REV7 confers radioresistance of esophagus squamous cell carcinoma by recruiting PRDX2

Affiliations

REV7 confers radioresistance of esophagus squamous cell carcinoma by recruiting PRDX2

Cheng Gu et al. Cancer Sci. 2019 Mar.

Abstract

Radiotherapy has been widely used for the clinical management of esophageal squamous cell carcinoma. However, radioresistance remains a serious concern that prevents the efficacy of esophageal squamous cell carcinoma (ESCC) radiotherapy. REV7, the structural subunit of eukaryotic DNA polymerase ζ, has multiple functions in bypassing DNA damage and modulating mitotic arrest in human cell lines. However, the expression and molecular function of REV7 in ESCC progression remains unclear. In this study, we first examined the expression of REV7 in clinical ESCC samples, and we found higher expression of REV7 in ESCC tissues compared to matched adjacent or normal tissues.

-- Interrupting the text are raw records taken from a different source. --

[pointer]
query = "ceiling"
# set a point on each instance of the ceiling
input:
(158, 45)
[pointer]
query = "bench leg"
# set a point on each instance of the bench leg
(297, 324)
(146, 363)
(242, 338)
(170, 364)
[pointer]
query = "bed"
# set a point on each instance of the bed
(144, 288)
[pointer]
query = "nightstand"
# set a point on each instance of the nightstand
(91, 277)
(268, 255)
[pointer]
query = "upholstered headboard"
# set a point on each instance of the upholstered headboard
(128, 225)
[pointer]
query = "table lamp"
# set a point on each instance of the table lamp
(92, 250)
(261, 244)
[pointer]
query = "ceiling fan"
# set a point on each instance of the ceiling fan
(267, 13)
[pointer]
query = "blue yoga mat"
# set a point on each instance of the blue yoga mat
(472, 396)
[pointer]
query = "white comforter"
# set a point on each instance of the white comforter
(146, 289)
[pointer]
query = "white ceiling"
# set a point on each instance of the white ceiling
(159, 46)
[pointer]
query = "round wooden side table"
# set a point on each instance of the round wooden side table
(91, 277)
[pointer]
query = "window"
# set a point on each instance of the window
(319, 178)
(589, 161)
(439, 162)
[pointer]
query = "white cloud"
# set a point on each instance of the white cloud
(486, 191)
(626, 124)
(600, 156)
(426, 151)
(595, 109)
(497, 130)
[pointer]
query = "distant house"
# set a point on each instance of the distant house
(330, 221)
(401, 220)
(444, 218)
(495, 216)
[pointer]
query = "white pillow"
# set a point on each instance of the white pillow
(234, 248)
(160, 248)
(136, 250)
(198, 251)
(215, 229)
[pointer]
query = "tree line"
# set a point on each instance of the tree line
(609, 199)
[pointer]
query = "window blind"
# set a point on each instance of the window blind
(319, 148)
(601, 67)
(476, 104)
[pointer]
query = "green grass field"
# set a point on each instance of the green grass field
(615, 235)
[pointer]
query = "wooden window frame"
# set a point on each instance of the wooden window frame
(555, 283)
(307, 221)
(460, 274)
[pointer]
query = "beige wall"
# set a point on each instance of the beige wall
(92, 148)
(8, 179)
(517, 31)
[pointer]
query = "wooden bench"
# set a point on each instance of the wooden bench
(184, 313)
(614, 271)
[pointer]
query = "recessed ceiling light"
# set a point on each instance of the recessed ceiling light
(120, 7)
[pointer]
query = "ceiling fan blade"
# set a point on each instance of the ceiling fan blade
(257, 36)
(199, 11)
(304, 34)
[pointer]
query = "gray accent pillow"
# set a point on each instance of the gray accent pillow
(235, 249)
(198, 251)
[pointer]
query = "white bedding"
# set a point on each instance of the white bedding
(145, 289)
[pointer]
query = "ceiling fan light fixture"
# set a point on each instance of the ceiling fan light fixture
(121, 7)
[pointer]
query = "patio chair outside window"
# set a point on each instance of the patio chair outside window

Knockdown of REV7 resulted in decreased colony formation and increased apoptosis in irradiated Eca-109 and TE-1 cells coupled with decreased tumor weight in a xenograft nude mouse model postirradiation. Conversely, overexpression of REV7 resulted in radioresistance in vitro and in vivo. Moreover, silencing of REV7 induced increased reactive oxygen species levels postirradiation. Proteomic analysis of REV7-interacting proteins revealed that REV7 interacted with peroxiredoxin 2 (PRDX2), a well-known antioxidant protein. Existence of REV7-PRDX2 complex and its augmentation postirradiation were further validated by immunoprecipitation and immunofluorescence assays. REV7 knockdown significantly disrupted the presence of nuclear PRDX2 postirradiation, which resulted in oxidative stress. REV7-PRDX2 complex also assembled onto DNA double-strand breaks, whereas REV7 knockdown evidently increased double-strand breaks that were unmerged by PRDX2. Taken together, the present study sheds light on REV7-modulated radiosensitivity through interacting with PRDX2, which provides a novel target for ESCC radiotherapy.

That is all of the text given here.